On August 25, 1525, in the monastery of Santa Maria della Celestia, "a nun from the Tagiapiera family was singled out by the patriarch himself, Gerolamo Querini, for having long hair elegantly gathered in braids. He was so angry that, according to the records, he grabbed her and cut her hair with his own hands,” Campagnol says.

And there is more. “In 1595, Suor Dorothea Sforza, Suor Mansueta Pase  and Suor Marietta Dolfin were denounced by their fellow nuns because they proudly wore "ornaments and high-heeled clogs, and silk stockings with gilt lace.”

And bangs were controversial even then.

“In 1620, a Suor Chiara del Calice was accused of wearing bangs, picking her eyebrows and hiding  scented waters and perfumes,” she adds.

And forget architecture. In a couple of convents situated close to the Biennale headquarters in Giardini, Campagnol uncovered more secrets.

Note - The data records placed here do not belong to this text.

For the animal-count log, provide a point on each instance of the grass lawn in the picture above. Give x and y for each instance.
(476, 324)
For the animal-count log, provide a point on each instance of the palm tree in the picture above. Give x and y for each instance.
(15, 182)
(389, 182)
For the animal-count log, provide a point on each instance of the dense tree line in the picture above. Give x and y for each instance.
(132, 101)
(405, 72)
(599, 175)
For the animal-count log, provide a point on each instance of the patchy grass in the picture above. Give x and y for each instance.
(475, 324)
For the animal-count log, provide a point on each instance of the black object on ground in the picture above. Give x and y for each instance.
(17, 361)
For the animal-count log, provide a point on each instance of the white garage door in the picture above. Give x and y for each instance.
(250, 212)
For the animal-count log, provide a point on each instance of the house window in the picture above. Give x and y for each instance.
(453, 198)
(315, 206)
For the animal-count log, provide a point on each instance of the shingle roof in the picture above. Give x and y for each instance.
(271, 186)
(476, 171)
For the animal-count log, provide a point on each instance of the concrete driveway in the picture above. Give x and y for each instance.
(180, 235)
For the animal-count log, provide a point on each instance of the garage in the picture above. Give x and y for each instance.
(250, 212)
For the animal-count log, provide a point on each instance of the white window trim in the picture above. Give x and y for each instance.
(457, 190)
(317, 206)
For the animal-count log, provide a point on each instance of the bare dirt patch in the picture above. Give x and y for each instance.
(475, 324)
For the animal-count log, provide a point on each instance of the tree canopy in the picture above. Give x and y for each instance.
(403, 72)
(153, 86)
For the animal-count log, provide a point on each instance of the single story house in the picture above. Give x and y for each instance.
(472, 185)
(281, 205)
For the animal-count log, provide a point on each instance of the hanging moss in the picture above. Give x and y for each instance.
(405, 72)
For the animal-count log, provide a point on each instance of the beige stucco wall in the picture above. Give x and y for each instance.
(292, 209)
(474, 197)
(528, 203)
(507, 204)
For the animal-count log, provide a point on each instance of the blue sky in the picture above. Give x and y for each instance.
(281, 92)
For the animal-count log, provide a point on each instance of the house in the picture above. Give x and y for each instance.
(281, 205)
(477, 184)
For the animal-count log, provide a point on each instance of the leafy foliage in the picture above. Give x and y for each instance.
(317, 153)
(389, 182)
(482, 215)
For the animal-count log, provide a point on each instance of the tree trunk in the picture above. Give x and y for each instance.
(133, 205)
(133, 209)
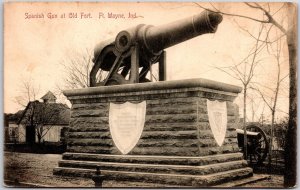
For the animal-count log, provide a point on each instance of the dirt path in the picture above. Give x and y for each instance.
(37, 169)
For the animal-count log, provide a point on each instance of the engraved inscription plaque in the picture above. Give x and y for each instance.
(217, 116)
(126, 123)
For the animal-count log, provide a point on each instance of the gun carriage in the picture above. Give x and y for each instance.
(128, 58)
(257, 143)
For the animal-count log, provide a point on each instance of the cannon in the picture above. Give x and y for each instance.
(257, 144)
(129, 57)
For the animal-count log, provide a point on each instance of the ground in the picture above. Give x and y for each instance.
(36, 170)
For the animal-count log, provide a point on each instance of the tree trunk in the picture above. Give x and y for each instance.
(244, 124)
(291, 140)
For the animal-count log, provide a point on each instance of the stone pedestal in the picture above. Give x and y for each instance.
(176, 147)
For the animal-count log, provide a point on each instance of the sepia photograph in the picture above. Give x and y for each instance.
(150, 94)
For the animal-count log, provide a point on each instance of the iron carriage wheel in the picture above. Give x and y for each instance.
(257, 147)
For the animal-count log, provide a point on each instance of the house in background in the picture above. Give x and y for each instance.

“In 1692, it was noted that in the monastery of san Giuseppe di Castello, in the summer, some nuns used sleeveless and sometimes transparent habits, raising indignation among the people who saw them in the parlor,” she says.

“Even Arcangela Tarabotti, a nun in the monastery of Sant Anna and feminist writer, was accused by a fellow writer, monk Angelico Aprosio, of ‘wearing her bonnet untied and maliciously leaving visible her breast that were only scarcely covered by a thin veil.”

On the other side of town, the scandals continued.

“In 1635, Suor Arcangela Correr of the monastery of Sant' Alvise was reported to have ‘painted herself white and red,’ while a Suor Stella of the same monastery was denounced because she kept mirrors in her cell and used to show herself, presumably all made up, at the window facing the canal,” she says.

Campagnol found in the Venice archives more details about sometimes lavish existences inside the convents and nuns living in opulently decorated cells with riches brought from their homes, which she is hoping to write about.

“A lot has been written about nuns, as patrons of the arts or regarding property, and there is documentation of men jumping over the walls and nuns going to costume parties but the dress part has never been described in detail,” she says.

Wandering around Venice, looking at the local nuns in their boring black habits, I wondered, what happened to their sense of style and fun?